El Diario de Don Julio #2 – Con el rabo entre las patas

La semana siguiente, la señora Mora no volvió a su puesto. Solo dejó una carta que encontré sobre mi teclado con lo siguiente:

Disculpe por haberlo espantado. Mi intención para con usted siempre fue buena y mantengo lo que dije. Tenga fe en los espíritus, abra bien los ojos, el corazón y sobretodo… No tenga miedo.

Sentía pena por la señora que confundida en sus creencias, vivía realmente en un mundo alterno al del resto.

Esa tarde, el clima fresco me invitó una caminata por la plaza. La costumbre me llevo a la vieja cantina por calle doce. El lugar parecía haberse congelado en el tiempo. Pósteres de Durán y de cervezas que ya no se producían, colgaban de las paredes de madera pintadas de azul.

Desde el barman, los comensales y mi persona, hasta la música folclórica de la vieja radio de antena; nos resistíamos a dejar aquel momento en la historia. Escapándonos juntos en nuestra nostálgica miseria, con olor a cebada y húmeda madera, en este antro olvidado por la civilización.

Hasta las conversaciones parecían las mismas de hace 25 años. Lo único que cambiaba eran los nombres de los actores. Oír decir a uno —Martinelli robó pero hizo —era lo mismo que oír a otro en aquel entonces decir —Noriega mató pero aquí no había delincuencia—. Síntoma de nuestra falta de memoria histórica como nación.

Saciado y con algo de sueño decidí caminar de vuelta a la parada de la Cinco de Mayo, cuando a no menos de unos pasos de la cantina, un amigo de lo ajeno forcejaba con un turista por sus pertenencias.

Yo no sé si fueron las cervezas o mi educación chapada a la antigua, pero la injusticia me indigna y si hay algo que pueda hacer, pues lo haré.

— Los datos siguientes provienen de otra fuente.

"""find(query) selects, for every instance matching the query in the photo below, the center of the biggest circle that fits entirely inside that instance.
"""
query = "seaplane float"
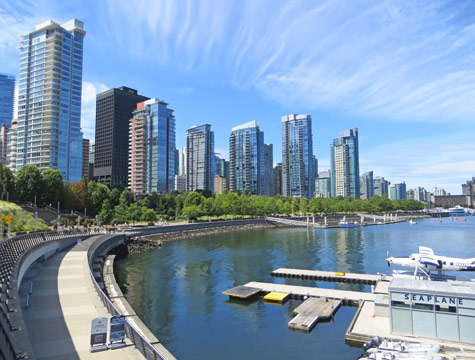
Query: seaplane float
(426, 261)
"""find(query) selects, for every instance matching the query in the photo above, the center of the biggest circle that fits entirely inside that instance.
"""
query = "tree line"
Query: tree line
(120, 207)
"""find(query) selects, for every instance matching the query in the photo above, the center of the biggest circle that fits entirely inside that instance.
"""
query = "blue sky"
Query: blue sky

Así que le grité al malandrín ese que soltase a su víctima y en una pequeña carrera me abalancé sobre él. Los dos rodamos por la acera hasta que la defensa de un vehículo estacionado nos detuvo. Por la adrenalina no había sentido el golpe en la cabeza, pero cuando traté de incorporarme para detener el maleante que emprendía la huida, tambaleé y caí aturdido.

A lo lejos escuchaba al turista decir algo antes de salir corriendo. El mundo cada vez estaba más distante tras el timbre ensordecedor que aumentaba en mis oídos, mientras me precipitaba en el abismo oscuro de mi subconsciencia.

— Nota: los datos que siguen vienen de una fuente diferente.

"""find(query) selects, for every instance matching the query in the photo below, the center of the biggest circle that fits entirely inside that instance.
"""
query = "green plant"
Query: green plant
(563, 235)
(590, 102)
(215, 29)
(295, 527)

Fue entonces cuando la vi. Una luz radiante, cual caleidoscopio girando sobre mí. Tu madre aproximándose lentamente con una sonrisa coqueta en su rostro. Mil voces en despreocupada conversación a mi alrededor. Su beso húmedo y frío en mi frente. Su aliento haciéndome cosquillas en la oreja. Su voz angelical susurrándome palabras de amor.

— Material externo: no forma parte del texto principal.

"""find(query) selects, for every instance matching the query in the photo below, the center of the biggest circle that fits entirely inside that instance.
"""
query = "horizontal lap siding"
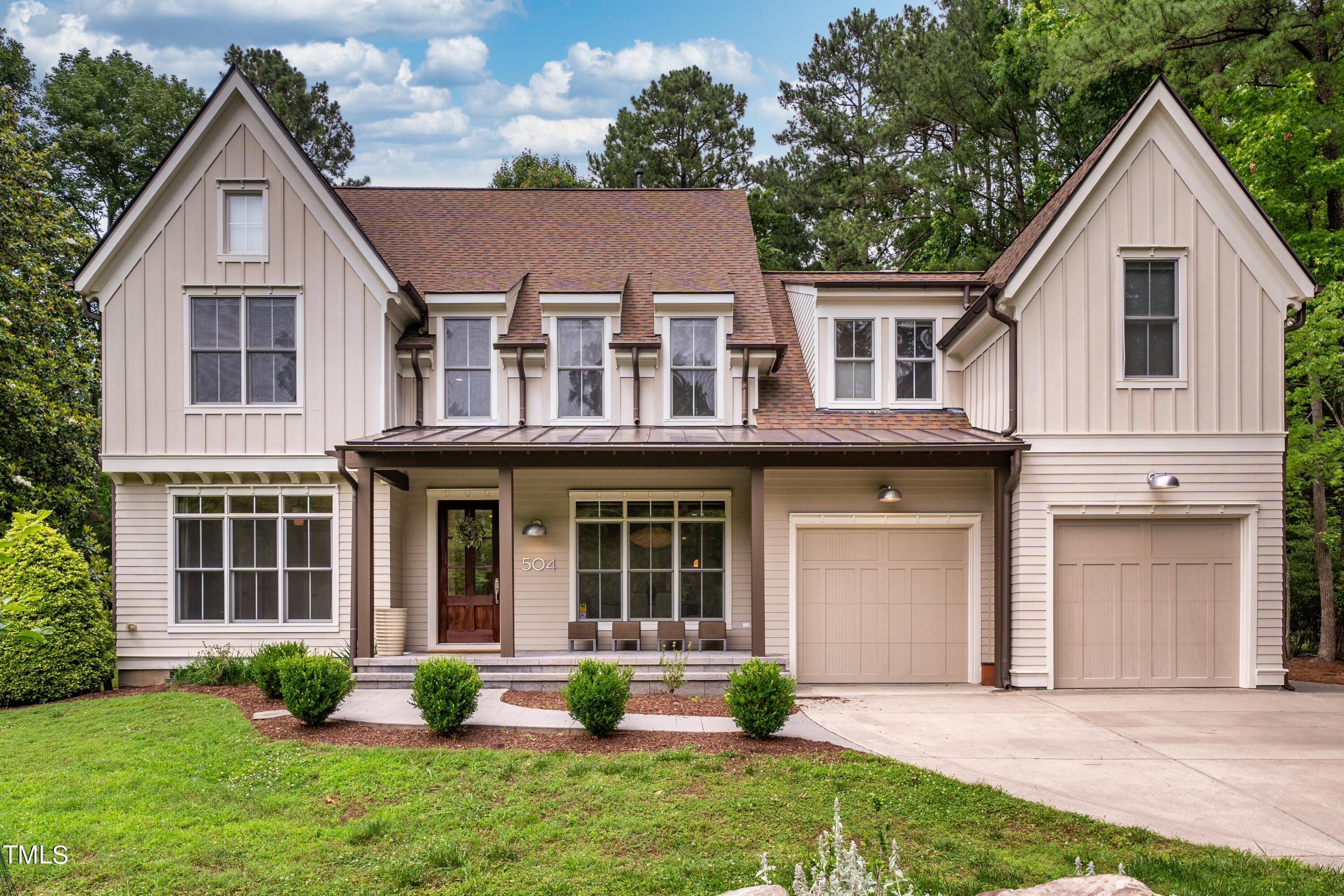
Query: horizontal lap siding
(840, 491)
(1105, 478)
(144, 582)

—Todavía no es tu tiempo Julio. Amor. Regresa. Atónito me extasiaba con su imagen, hermosa como cuando la vi por primera vez.

Ella volvió a sonreír. Bajando la cabeza, dejó un listón de cabello juguetón pasearse por su rostro y devolviendo sus ojos pardos a mi repitió —Regresa!

Se acercó a darme un beso y de entre sus labios se estiró una enorme lengua que paseó por toda mi cara.

Las carcajadas de la multitud que se había aglomerado alrededor mío me terminaron de despertar. El turista que regresaba con un policía, me encontró abrazado a un perro callejero que no paraba de lamerme y sacudir su cola de felicidad por compartir el íntimo momento conmigo.

Entre la vergüenza y el dolor de cabeza, desistí de cualquier asistencia que me podría brindar el uniformado. Opte por una retirada estratégica hacia la parada antes de que algún muchacho de la oficina pasase por el área y me reconociera. Caminando de prisa y con el can a mi lado, pareciera que ambos íbamos con el rabo entre las patas abriéndonos paso entre la multitud que poblaba el andén.